このまま時間が止まってほしい。それだけ喜びに満ちた1年だった。

04年アテネ・パラリンピックで車いす陸上100m、200m金メダルと400m銀メダルを獲得したホン・ソンマンさん(29)。初出場したパラリンピックで韓国で初めて陸上種目のトップにあがり、200mでは世界新記録(26秒31)まで樹立した。
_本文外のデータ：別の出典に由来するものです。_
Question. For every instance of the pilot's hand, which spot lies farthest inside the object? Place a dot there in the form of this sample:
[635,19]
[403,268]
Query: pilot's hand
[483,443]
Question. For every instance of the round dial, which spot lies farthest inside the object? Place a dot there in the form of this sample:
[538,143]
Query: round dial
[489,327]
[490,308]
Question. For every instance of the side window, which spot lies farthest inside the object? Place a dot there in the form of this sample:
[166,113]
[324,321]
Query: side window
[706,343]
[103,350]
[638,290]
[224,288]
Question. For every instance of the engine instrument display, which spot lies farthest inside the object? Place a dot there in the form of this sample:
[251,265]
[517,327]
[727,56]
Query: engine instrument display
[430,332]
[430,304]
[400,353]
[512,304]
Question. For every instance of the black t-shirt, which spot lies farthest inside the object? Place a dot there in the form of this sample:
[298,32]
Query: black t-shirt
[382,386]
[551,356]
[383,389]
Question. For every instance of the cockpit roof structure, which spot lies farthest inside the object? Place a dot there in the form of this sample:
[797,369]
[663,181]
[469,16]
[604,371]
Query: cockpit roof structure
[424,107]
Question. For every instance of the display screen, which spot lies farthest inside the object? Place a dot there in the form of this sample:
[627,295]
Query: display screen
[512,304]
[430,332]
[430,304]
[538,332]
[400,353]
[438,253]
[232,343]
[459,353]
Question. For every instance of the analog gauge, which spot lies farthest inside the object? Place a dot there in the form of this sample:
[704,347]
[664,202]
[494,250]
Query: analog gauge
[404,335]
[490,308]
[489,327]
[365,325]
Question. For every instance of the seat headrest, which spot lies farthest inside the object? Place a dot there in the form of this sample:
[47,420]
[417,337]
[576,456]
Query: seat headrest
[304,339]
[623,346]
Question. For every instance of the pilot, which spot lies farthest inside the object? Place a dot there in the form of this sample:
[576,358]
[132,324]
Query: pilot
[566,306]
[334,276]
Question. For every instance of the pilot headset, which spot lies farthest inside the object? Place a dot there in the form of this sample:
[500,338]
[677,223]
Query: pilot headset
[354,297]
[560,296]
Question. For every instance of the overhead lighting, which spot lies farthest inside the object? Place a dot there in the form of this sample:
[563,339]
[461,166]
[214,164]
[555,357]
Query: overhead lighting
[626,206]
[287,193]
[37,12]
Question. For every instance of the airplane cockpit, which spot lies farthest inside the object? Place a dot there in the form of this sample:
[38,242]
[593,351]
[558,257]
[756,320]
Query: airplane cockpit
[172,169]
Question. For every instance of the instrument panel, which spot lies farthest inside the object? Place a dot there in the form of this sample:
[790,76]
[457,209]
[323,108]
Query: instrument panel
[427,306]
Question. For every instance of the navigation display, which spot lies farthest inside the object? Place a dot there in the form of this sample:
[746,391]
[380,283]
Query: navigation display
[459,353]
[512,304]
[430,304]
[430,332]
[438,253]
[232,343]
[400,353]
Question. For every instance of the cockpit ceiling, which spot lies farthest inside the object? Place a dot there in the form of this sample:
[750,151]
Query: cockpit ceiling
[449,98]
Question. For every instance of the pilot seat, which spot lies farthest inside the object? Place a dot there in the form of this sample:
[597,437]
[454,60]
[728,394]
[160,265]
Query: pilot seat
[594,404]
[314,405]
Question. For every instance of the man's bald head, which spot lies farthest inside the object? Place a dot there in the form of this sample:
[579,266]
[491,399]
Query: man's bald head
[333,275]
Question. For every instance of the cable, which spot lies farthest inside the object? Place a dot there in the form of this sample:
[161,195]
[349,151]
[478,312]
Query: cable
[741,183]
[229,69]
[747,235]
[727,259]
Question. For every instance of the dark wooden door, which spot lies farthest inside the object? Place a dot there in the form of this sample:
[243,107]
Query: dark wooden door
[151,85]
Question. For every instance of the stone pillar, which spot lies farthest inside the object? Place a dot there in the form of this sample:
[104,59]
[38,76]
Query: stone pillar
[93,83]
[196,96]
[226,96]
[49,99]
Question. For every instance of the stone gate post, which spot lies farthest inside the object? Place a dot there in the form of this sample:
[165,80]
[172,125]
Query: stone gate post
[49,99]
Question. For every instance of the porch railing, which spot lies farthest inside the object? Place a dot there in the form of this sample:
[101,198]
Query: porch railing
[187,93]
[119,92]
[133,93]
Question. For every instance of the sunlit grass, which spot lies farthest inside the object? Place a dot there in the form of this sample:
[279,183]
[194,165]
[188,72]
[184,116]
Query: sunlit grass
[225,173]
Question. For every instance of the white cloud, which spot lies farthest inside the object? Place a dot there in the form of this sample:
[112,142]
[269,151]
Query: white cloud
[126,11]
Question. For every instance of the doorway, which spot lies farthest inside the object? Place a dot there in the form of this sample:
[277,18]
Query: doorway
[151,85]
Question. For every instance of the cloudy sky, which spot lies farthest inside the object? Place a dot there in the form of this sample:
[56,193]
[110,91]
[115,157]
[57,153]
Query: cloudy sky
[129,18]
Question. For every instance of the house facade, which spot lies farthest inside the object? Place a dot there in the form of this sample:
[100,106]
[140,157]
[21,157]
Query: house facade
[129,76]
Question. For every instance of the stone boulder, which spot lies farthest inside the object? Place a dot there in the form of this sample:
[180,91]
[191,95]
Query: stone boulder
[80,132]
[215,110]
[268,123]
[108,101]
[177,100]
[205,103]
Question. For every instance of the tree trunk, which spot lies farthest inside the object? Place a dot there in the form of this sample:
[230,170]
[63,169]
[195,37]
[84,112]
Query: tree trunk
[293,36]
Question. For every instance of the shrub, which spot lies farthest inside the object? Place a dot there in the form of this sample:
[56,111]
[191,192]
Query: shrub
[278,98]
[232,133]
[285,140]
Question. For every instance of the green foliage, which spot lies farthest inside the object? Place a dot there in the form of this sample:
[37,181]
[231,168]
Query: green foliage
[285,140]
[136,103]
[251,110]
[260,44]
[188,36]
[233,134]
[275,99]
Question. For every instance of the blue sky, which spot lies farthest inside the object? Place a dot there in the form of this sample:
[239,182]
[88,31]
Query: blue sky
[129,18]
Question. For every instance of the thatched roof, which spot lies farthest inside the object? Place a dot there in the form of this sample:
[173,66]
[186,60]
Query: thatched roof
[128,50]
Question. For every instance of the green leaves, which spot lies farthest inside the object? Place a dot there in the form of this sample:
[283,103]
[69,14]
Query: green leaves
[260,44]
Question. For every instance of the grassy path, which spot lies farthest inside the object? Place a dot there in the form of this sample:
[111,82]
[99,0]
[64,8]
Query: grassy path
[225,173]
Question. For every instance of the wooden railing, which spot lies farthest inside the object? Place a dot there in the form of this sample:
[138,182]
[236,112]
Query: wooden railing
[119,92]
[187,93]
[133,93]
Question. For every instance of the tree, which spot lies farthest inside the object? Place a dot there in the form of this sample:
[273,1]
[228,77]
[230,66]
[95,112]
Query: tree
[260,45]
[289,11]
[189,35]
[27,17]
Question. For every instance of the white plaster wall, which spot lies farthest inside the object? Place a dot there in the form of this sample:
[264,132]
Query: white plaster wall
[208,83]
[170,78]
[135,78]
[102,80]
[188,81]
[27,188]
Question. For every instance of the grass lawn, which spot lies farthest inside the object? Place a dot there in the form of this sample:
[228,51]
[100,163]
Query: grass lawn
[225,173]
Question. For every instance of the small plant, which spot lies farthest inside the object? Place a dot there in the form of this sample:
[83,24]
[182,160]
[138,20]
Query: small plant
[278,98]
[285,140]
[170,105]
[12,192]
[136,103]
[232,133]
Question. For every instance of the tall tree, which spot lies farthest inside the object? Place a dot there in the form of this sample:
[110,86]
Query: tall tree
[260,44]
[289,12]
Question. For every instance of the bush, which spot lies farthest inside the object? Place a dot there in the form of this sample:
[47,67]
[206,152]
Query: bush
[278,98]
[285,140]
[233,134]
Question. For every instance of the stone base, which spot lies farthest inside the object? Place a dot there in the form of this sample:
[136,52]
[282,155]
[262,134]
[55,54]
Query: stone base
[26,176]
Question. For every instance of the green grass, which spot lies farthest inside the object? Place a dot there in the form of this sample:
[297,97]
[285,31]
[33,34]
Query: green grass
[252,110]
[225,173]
「本当に多くのことをもたらしてくれた1年で、新しい機会を見つけた人生のターニングポイントでした」

永遠に忘れられない1年を送ったホンさんの顔は明るかった。明るい微笑みからは何のかげりも見られなかった。「背広がよく似合います」と言うと、「02釜山(プサン)障害者アジア大会時の韓国選手団の団体服ですが、デザインが地味で普段着にぴったりです」と言いながら笑った。

このような余裕を持つまでの彼の人生は決して順調ではなかった。済州(チェジュ)で3兄弟の可愛い末っ子として生まれたが、3歳の時、小児麻痺にかかって歩けなくなった。そのような彼を、両親はおんぶして学校に通わせた。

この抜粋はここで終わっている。